Bánh Mì — A Clash of Cultures, Now In Cahoots and Trendy

April 11, 2012

Food is our common ground, a universal experience.
~James Beard

Paninis, tacos, burgers, croque-monsieurs, BLTs, lobster rolls, empanadas, and gyros, all sandwich fodder, have been exalted earlier here. Each have their unique crust, mantles and cores. Bánh Mì is just another ambrosial meal settled between or under dough slices, all united in mouth. A Vietnamese sub, of sorts, and yet another food born of a sordid imperialistic affair…a tale of conquest, occupation and social inequity. Later, America entered the fray and matters may have worsened. Someday, while mistrust will linger, we will heal some, and breaking bread never hurts.

Bánh Mì, while generally a Vietnamese term for all breads, now implies a sandwich chocked with meats and friends. The French baguette was first force fed to Indochine during turbulent, often overtly rebellious, colonial days (1887-1954). Việt baguettes, though, now differ some and have retained their culinary autonomy. Often made with a combination of rice and wheat flour, these demi-baguettes tend to possess a lighter, golden crust and an airier not so overly dense interior. Again, fresh bread is the star — yeasty, thin-skinned with a delicate crackle but sturdy enough to handle the usual suspects. The rest is about balance with the innards.
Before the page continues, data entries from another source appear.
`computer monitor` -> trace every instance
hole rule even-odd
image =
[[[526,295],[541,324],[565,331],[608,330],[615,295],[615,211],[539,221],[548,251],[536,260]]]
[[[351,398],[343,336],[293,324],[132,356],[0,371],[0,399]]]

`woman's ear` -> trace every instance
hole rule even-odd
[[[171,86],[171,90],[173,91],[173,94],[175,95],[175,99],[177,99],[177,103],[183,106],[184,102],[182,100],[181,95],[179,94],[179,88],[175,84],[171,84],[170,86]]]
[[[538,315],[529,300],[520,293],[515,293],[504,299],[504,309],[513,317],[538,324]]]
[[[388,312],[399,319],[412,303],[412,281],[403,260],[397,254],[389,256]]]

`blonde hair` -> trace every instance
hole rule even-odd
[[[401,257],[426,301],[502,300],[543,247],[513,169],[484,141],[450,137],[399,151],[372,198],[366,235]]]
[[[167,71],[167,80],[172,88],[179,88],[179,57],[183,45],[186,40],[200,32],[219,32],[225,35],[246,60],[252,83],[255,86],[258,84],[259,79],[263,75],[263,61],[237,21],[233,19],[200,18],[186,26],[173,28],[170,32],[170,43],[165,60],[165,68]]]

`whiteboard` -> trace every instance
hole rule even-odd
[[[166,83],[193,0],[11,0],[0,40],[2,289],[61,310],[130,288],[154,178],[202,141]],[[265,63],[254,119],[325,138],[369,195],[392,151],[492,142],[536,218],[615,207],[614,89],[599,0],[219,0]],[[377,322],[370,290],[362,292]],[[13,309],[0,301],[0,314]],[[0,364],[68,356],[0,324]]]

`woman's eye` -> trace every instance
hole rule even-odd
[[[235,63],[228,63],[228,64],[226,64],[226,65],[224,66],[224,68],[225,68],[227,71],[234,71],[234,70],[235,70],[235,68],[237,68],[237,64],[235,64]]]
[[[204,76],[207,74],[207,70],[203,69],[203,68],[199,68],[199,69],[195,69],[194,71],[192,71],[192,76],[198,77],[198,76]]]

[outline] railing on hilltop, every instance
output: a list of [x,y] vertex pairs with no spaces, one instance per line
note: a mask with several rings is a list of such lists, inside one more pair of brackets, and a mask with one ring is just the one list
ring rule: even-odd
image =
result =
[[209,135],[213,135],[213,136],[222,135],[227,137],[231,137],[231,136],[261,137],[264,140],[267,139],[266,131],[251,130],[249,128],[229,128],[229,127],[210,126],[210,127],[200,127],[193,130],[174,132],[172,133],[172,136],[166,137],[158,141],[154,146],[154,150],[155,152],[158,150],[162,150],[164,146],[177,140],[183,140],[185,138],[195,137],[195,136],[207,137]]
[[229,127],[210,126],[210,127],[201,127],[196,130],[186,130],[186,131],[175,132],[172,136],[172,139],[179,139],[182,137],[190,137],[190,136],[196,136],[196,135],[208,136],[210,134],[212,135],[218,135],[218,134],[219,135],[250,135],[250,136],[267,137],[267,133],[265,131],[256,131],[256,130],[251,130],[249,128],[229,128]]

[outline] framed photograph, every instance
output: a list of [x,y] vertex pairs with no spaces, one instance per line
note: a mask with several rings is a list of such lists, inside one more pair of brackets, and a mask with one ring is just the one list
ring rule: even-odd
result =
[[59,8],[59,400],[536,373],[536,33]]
Traditionally, bánh mì are made with chả lụa, a pork roll made with finely ground pork wrapped in a banana leaf and steamed. The pork belly or butt are just a variation, but no less savory. As with most other fare, to assume there is some purist version of bánh mì is mistaken, even myopic. A little spread of black bean sauce, grilled pork, head cheese, fried eggs, aïoli, fried oysters, even the layering sequence are a few improprieties that come to mind — so, smite me, O mighty smiter!

BANH MI (VIETNAMESE BAGUETTE SANDWICH)

Việt baguette
Mayonnaise*
Fresh cilantro leaves
Pâté de campagne
Duck rillette

Braised pork belly, sliced or slow roasted pork butt, pulled
Tương Ớt Tỏi (chile sauce) or bird chiles or jalapeños, thinly sliced
Cured cold cuts (thịt nguội or đặc biệt), thinly sliced

Pickled carrots and daikon radish (do chua)*
English cucumber, thinly sliced
Nước chấm or nước mắm Phú Quốc (optional)

Slice the baguette lengthwise and hollow out the insides some, making a trough in both halves. Slather with mayonnaise on both insides. Lay cilantro on the top half of the bread with judicious smears or slices of pâté de campagne and rillette on each half. Arrange the pork belly slices on the top half along with the Tương Ớt Tỏi or chiles. Put cold cuts (thịt nguội or đặc biệt) on the bottom half, topped by the pickled carrots and daikon radish (do chua), and then the cucumber slices. If you so desire, drizzle ever so lightly with nước chấm. Close the hood and indulge.

MAYONNAISE*

4 large egg yolks, room temperature
2 T Dijon mustard
2 t white wine or champagne vinegar
Tiny pinch of cayenne pepper

1 1/3 C canola or grapeseed oil

Separate egg whites from yolks. Egg yolks contain a natural emulsifier, lecithin, which helps thicken sauces and bind ingredients.

Whisk together the egg yolks, mustard, wine vinegar or lemon juice, salt, and cayenne pepper in a medium glass or metal bowl.

Add a few drops of oil while whisking; then pour in the oil slowly, in a very thin stream, while whisking vigorously with the bowl tilted at an angle on a folded towel. The emulsion should become thick enough to hold its shape and appear voluptuously creamy. Be patient, because if you add the oil too rapidly the mayonnaise will break and turn soupy.

PICKLED CARROTS & DAIKON RADISH (DO CHUA)*

1 large carrot, peeled and cut into matchsticks
1 lb daikon radishes, peeled and cut into matchsticks
1 t sea salt
2 t sugar

1/2 C sugar
1 C distilled white vinegar
1 C lukewarm water

Place the carrot and daikon radishes in a bowl and sprinkle with the salt and 2 teaspoons of sugar. Knead the vegetables for a few minutes, expelling the water from them. They will soften and liquid will pool at the bottom of the bowl. Drain in a colander and rinse under cold running water, then press gently to exude extra liquid. Transfer the vegetables to a pickling jar.

In a medium glass bowl, combine 1/2 cup sugar, vinegar, and water and stir to dissolve the sugar. Remove from heat, allow to cool to room temperature and pour over the vegetables. The brine should cover the vegetables. Allow the vegetables to marinate for at least two hours, preferable overnight. Keep in the fridge for a month or so.